No, care mamme, se la pensate così dimostrate una volta di più di non saper nulla della sessualità maschile. Il desiderio è sempre figlio della repressione. Dove c’è innocenza non può esserci violenza.
E’ stato il classico cugino. Mia figlia era in vacanza dalla nonna, aveva quattro anni. Lui ne aveva venti, era un ragazzo mite, timido e un po’ complessato. Un insospettabile.
Sovrana ingenuità delle mamme: la mia bimba girava per casa quasi nuda, come sempre, e mia moglie non avrebbe mai pensato che dietro il cugino mite e un po’ tontolone potesse nascondersi un pedofilo. Un padre avrebbe fatto immediatamente rivestire la bambina, E, soprattutto, avrebbe fatto sentire in maniera discreta ma inequivocabile la sua presenza. Non ci fu violenza completa, per fortuna, ma un gioco sessuale un po’pesante.
Naturalmente, il cugino proferì a Gabriella il classico: “Non dire niente a nessuno, sennò ti ammazzo!”
Altrettanto naturalmente, appena uscito il cugino, Gabriella raccontò con schifo alla mamma che “le aveva messo il pisello tra le gambe”.
Mia moglie fu meravigliosa. Prima rassicurò, coccolò e disinfettò la piccola, minimizzando. Poi, angosciatissima mi telefonò (io ero via, a milleduecento chilometri).
Figuratevi la mia reazione. L’avrei ammazzato. Tra me e mia moglie cercammo di mantenere la calma. Ci assicurammo che non ci fosse stata una violenza fisica traumatizzante. Poi io telefonai al cugino. Lo misi di fronte alle sue responsabilità. Lui era, ovviamente, terrorizzato. Mi confessò che aveva avuto approcci con altre bambine. La sua sessualità era decisamente deviata verso la pedofilia. Era militare a Roma, in quel periodo. Gli detti l’indirizzo di una mia cara amica, una psicologa che si era messa a disposizione. Lui si impegnò ad andarla a trovare. Però con lei non si fece mai vivo.

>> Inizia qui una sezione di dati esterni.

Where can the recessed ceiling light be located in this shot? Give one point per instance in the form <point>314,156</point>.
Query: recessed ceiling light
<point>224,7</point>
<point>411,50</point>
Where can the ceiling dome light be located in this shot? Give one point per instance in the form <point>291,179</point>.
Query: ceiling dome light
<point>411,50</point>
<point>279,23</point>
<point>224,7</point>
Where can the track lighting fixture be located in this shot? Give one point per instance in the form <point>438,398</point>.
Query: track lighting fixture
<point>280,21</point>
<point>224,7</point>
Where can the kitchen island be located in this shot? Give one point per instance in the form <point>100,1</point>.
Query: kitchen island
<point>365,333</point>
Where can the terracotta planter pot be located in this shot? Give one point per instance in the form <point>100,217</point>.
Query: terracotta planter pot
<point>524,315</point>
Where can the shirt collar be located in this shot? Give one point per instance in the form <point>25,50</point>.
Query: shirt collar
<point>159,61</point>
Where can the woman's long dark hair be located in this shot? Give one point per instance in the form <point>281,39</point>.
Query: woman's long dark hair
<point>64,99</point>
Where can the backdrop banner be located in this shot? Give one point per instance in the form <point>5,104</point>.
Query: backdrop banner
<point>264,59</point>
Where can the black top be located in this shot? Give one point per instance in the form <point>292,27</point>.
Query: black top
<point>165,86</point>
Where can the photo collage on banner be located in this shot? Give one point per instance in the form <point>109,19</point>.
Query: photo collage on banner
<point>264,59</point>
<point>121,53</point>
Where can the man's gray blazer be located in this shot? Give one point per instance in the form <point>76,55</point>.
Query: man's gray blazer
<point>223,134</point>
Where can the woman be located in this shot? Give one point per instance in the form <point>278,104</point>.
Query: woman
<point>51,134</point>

E allora, scusatemi, ma feci una cosa che non avrei dovuto fare.
Saltai sull’aereo per Roma. Entrai nella sua caserma per “visita parenti”. Sbiancò, quando mi vide. Eravamo in parlatorio: lo presi per il bavero, lo spinsi in un cesso e lo caricai di botte. Lo so, non è elegante. Lo so, la violenza non è una riposta. Però a me ha fatto un gran bene. I padri che mi leggono mi capiranno.
Ma la soddisfazione più grande me l’ha data Gabriella, un paio di anni fa, quando aveva ormai sedici anni.

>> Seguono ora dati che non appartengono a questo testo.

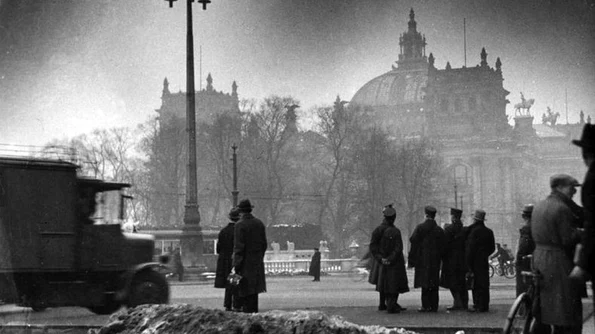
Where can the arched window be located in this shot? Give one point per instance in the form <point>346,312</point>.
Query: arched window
<point>462,175</point>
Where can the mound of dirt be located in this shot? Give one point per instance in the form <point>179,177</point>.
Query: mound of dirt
<point>184,318</point>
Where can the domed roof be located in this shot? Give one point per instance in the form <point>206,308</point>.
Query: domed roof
<point>393,88</point>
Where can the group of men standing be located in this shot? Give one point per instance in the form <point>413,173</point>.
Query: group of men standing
<point>455,258</point>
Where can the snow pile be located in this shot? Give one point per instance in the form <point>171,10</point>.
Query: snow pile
<point>184,318</point>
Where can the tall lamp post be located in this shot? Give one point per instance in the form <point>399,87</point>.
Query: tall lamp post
<point>235,192</point>
<point>191,239</point>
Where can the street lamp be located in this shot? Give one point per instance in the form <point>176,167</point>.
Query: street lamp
<point>191,239</point>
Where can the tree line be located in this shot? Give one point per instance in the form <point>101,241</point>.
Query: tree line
<point>338,174</point>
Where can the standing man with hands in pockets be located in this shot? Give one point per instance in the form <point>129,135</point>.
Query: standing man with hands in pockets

Siamo a tavola, si parla casualmente delle solite cose. Il discorso capita sulla pedofilia. Lei, tranquillissima, fa: “Beh, è capitato a tante. Anche a me, da piccola, vi ricordate?”.
Io e mia moglie abbassiamo gli occhi sul piatto, travolti da un’ondata di emozioni. Lei, serafica, continua: “Sai, babbo, ti devo ringraziare: è merito tuo se ero preparata”.
Annaspo, boccheggio, sorrido. Finalmente respiro.

Care mammine: quanto ne sapete poco della sessualità di questi cari paparini, di questi dolcissimi nonni, di questi zii affettuosi che abbracciano i vostri bimbi e le vostre bimbe.
La sessualità maschile è complessa, penetrante per sua stessa natura. In tutti noi coesistono voglie più o meno espresse. Che, quando non sono arginate dai freni inibitori dell’etica o della morale, sfociano nella perversione o nella violenza.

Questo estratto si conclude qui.